80/20 Drummer Launched, First Sales

Whew it’s been a whirlwind.

I crossed a milestone last night though. 80/20 Drummer went live, and woke up to discover $40 and change in my account, mostly from buyers who redeemed pre-order codes. I’m fighting anxiety that no more sales will come, that these were a fluke, etc. I’m tweaking pages like crazy for conversion. Hey – this blog is supposed to let you guys into my world. I’m the guinea pig.

In early November I decided metrics for the site were good enough to justify launch. I had a great deal of fun shooting and editing the first two chapters, and am lucky I gave myself an early deadline, because Final Cut Pro crashed my computer repeatedly, and I had to learn on-the-fly how to free up space on my ancient Mac.

Yes, next year I’ll get a new computer. But part of the fun of this blog is trying to create duplicatable success. And it’s not much fun if I’m like, “yea so you can get a video up on the web for minimal investment. Just $3000 for a new Power Mac and Final Cut.” Nope, so I did it bootstrap.

Got a timely leg-up from a hero, Noah Kagan, who turned me onto gumroad.com for file hosting just when I needed it. Anyway, delays aside, the videos are up now.

And I can finally invite Breaking Ferriss readers to my landing page – http:// … wait – I better give myself some anchor text, for my first link. Learn Drums Online. There. I’ll ask just one thing – please don’t click any of the “buy” buttons. I’m still watching analytics on the Gum Road side to see the disparity between the numbers of people who click “buy” and those that actually do.

So I have two chapters up, and I’m experimenting with pricing for conversion. I’m thinking eventually I may give Chapter One away for free, or sell it very cheaply, to build some rapport and trust with viewers, and to entice them to purchase further chapters.

Wait – you need context.

80/20 Drummer is my first “muse”, a passive income business market-tested for as little money as possible before investing (in my case mostly time) in product development. It’s – well I guess you’ll see what it is when if you check out the site, but suffice-it-to-say I researched the competition very carefully and tried to position it in a space nobody else was really covering. Noah Kagan (of Appsumo, a startup ninja), Dan Maxwell (another “entrepreneur whsiperer”), and of course the titular Mr.
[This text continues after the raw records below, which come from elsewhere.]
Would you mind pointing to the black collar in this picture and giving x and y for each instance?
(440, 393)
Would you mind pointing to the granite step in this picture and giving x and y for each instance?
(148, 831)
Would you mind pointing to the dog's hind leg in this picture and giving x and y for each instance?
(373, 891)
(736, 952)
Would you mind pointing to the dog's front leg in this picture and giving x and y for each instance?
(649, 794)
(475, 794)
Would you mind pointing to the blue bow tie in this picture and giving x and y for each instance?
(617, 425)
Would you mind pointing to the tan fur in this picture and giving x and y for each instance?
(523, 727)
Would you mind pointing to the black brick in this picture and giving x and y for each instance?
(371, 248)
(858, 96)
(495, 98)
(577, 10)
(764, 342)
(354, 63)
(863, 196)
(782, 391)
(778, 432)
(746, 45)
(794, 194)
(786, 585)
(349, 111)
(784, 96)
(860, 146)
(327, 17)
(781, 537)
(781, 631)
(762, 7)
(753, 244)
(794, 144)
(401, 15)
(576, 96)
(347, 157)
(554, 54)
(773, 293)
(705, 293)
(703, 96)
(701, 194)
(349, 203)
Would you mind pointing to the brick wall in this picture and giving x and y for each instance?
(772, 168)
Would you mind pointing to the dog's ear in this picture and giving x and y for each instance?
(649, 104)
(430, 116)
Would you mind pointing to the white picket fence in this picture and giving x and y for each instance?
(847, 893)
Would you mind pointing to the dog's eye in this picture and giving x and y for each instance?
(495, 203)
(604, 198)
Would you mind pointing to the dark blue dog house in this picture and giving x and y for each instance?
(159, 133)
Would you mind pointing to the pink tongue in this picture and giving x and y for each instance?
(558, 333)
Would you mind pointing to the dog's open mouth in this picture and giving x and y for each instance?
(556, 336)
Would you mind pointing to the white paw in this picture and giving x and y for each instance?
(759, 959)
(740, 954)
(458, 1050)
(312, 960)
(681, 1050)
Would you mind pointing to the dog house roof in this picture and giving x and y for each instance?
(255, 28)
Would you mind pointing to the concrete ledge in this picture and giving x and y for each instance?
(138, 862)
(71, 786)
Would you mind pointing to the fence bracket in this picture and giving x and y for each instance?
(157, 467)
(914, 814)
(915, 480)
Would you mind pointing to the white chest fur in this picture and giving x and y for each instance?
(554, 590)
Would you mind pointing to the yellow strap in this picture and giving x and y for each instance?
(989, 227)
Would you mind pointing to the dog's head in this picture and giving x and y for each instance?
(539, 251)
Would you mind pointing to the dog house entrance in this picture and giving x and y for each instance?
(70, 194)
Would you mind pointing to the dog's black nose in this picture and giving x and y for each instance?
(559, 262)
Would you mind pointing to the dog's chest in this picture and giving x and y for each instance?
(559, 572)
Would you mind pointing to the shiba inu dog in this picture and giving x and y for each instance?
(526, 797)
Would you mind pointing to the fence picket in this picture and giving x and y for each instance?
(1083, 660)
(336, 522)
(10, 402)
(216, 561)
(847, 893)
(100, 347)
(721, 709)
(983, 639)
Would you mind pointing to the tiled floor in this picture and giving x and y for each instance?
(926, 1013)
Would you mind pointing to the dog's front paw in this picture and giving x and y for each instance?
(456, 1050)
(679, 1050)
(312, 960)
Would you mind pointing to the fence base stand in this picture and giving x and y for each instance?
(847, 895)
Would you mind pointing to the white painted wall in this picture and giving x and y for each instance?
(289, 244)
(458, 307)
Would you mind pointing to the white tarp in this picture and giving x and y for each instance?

Ferriss, all preach the gospel of bootstrapping, and when it comes to product development that means releasing the bare minimum to start earning, as quickly as possible.

IN my case that meant chapters 1 & 2 of an eventual five – offering them both as individual downloads or, for a savings, as a package.

Quickly, here’s what I’ve done so far to help conversion – “conversion” just means the rate of visitors to your site who actually buy.

Redid the design of the page to draw the eye to key components, including using buttons instead of simple links. (Kind of alchemical – we’ll see how well it works.)

Introduced a tiered pricing system, whereby the first chapter is cheaper than following chapters, for good reason. Chapter one is mostly expository, and I want to lower the barrier to entry.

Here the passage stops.